An October Morning 2012 



‘They’re fine provided you keep feeding them.’
He smiled.  It was meant as a joke, a typical comment between two people who understood all there was to know about young children.  But the woman, who had jumped the queue for coffee at Starbucks, affected that disapproving air she normally reserved for her Nanny.  ‘Hers’ note!  Not her children’s.
   She turned her plump little face back to the counter and ordered a double decaf skinny cup of Glug.  The Polish Coffee Barista trainee operative passed her order down the line to his spotty Latvian trainee girlfriend. The woman plunged her hand into a jar of lollipops, extracting two which looked exactly the same (she had two children and a fear of them fighting in public).  The coffee machine made plughole gurgles and across the room her young offspring were testing the old rusty springs of the worn out yellow leather sofa by climbing on the arms and smearing their runny noses on its broken, arthritic back.  No one batted an eyelid. 
     Stephen Pyke, tall, slim, aloof, sixty – but looking fifty - rose above the rabble and glanced at his own charge who was sitting placidly in her pushchair reading a book about something called a Garuffalo. 
    As far as Stephen was concerned half the place was full of mothers talking in twos and threes about their afterbirth.  The other half was full of nannies from eastern Europe talking about their English boyfriends.
      Stephen hated Starbucks.  He hated the Northcote Road and he hated SW11. Still.  It was probably better than Chingford.  Not that he’d ever been anywhere near Chingford.  In fact it was almost the same as Chingford except for the dress sense.  Ok he didn’t hate SW11 exactly, but he did hate the people here.  But that was ok.  He liked to hate them.
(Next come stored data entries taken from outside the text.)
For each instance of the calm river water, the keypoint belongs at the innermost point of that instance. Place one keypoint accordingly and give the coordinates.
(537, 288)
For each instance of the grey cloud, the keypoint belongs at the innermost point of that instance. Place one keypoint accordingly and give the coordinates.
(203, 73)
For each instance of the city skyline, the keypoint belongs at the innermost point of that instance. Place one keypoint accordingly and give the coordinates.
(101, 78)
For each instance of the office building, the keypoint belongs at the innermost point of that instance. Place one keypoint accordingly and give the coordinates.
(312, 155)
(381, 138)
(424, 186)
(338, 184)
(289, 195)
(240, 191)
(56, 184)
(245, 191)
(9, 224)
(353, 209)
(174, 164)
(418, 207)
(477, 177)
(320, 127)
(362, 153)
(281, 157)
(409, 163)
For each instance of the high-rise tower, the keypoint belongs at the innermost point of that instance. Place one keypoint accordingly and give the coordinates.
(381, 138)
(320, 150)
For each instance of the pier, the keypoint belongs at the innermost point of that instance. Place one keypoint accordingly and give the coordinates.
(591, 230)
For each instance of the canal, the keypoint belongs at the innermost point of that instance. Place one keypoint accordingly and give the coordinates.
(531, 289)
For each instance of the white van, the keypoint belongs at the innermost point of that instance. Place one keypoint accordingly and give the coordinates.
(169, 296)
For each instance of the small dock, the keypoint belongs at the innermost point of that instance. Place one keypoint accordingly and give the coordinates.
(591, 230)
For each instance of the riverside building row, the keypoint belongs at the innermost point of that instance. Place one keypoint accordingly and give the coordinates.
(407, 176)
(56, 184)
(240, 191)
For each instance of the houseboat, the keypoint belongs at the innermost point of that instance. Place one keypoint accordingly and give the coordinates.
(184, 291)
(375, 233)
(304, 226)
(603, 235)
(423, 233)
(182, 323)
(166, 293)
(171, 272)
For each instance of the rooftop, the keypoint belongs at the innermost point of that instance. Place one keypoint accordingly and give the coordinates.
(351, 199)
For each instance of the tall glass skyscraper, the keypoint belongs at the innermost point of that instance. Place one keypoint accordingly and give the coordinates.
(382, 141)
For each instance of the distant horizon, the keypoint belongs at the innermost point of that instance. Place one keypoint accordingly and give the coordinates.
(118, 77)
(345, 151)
   He ordered his tea and smiled at the very idea of an American chain producing anything resembling tea.  To be fair to the Americans they were pretty much ok if they produced something with the word ‘Iced’ in front of it; but Starbucks tea left him cold even when it wasn’t iced.  He needed to sit down and Daisy was hungry. 
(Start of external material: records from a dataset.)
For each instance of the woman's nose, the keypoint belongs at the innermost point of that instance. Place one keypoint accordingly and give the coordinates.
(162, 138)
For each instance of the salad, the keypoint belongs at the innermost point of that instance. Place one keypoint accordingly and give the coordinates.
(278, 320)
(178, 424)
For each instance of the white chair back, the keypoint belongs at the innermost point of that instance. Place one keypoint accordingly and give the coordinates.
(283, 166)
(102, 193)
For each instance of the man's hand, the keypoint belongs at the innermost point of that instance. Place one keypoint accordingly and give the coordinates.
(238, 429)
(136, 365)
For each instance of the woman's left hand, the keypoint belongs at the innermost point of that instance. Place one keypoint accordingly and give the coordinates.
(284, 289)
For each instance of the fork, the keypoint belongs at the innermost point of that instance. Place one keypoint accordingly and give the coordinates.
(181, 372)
    ‘And a sunrise muffin please.’ 
     It was like this every weekday.  And would be like this every weekday until Daisy started nursery, which would be soon.   Then he could slip to the pub in the morning and sit outside until it opened sucking his pipe or doing the crossword.  Stephen had never done a crossword in his life, except once when he was commuting into the city.  He didn’t look at the clues, just filled the silly little squares up with the first words he could make fit. He finished the Telegraph crossword in record time and started on the Times (ok he had almost done two crosswords). No one else in the serious little compartment seemed very impressed.  Stephen never felt the need to impress other people and he hated crosswords.
   As Stephen picked his way across the heaving mess of coffee shop, gently negotiating triplets, sprawled on the floor and covered in green coffee beans, he thought to himself: 
    I probably won’t come here when she starts school. 
    He squeezed himself into the solitary chair in the unfashionable corner of the mighty conglomerate’s outer southwestern arm.  Daisy reached up for the muffin and said:
    ‘Thank you, Grandpa’
    He stroked her blonde head.  On reflection he would probably still come to Starbuck even when he had nothing to do in the mornings. 
    Daisy delicately levered the little sugary roof of the muffin from its soft spongy body.  That was the best bit.  Grandpa could eat the yucky bit.  Again.  
    The fat, queue jumping, mother was being bossy and talking in a loud, silly, affected, posh voice to her hapless, fat four-year-old son. 
    ‘You’ll have to behave better than that at Sputnik’s, Igor.’
She pronounced it Eye-gore (Like Marty Feldman in Young Frankenstein) In fact, she looked a bit like Marty Feldman in Young Frankenstein.  Sputnik’s was the latest private pre-pre prep school to get in on the ritual extraction of money from the locals.  These were locals who spent their weekends in the country where they also looked upon themselves as locals. 
    Stephen sneered inwardly at the woman.  It dawned on him that she had asked him something about Daisy without listening to the answer just to push in front of him.  He calmed his anger by deciding that she had no other interest in her life but her children and her husband had no other interest but her nanny.  So, Whose nanny? He imagined her slipping down to the kitchen at night and reheating a cold curry on the Aga and washing it down with a hot chocolate, No! He was being spiteful.  So what. 
    Stephen held his dislike of this woman and her kind behind his expression. He would not wish her any harm; just lower cholesterol, less of a lifestyle and a more meaningful life. 

   What he could not have guessed at that very moment as he sipped on his tea was the part the Mrs Bossy queue jumper was about to play in his life. He would be seeing a lot of her over the coming week - something that neither of them would particularly enjoy. But when Stephen got his teeth into something he couldn’t let go until the fat lady sang.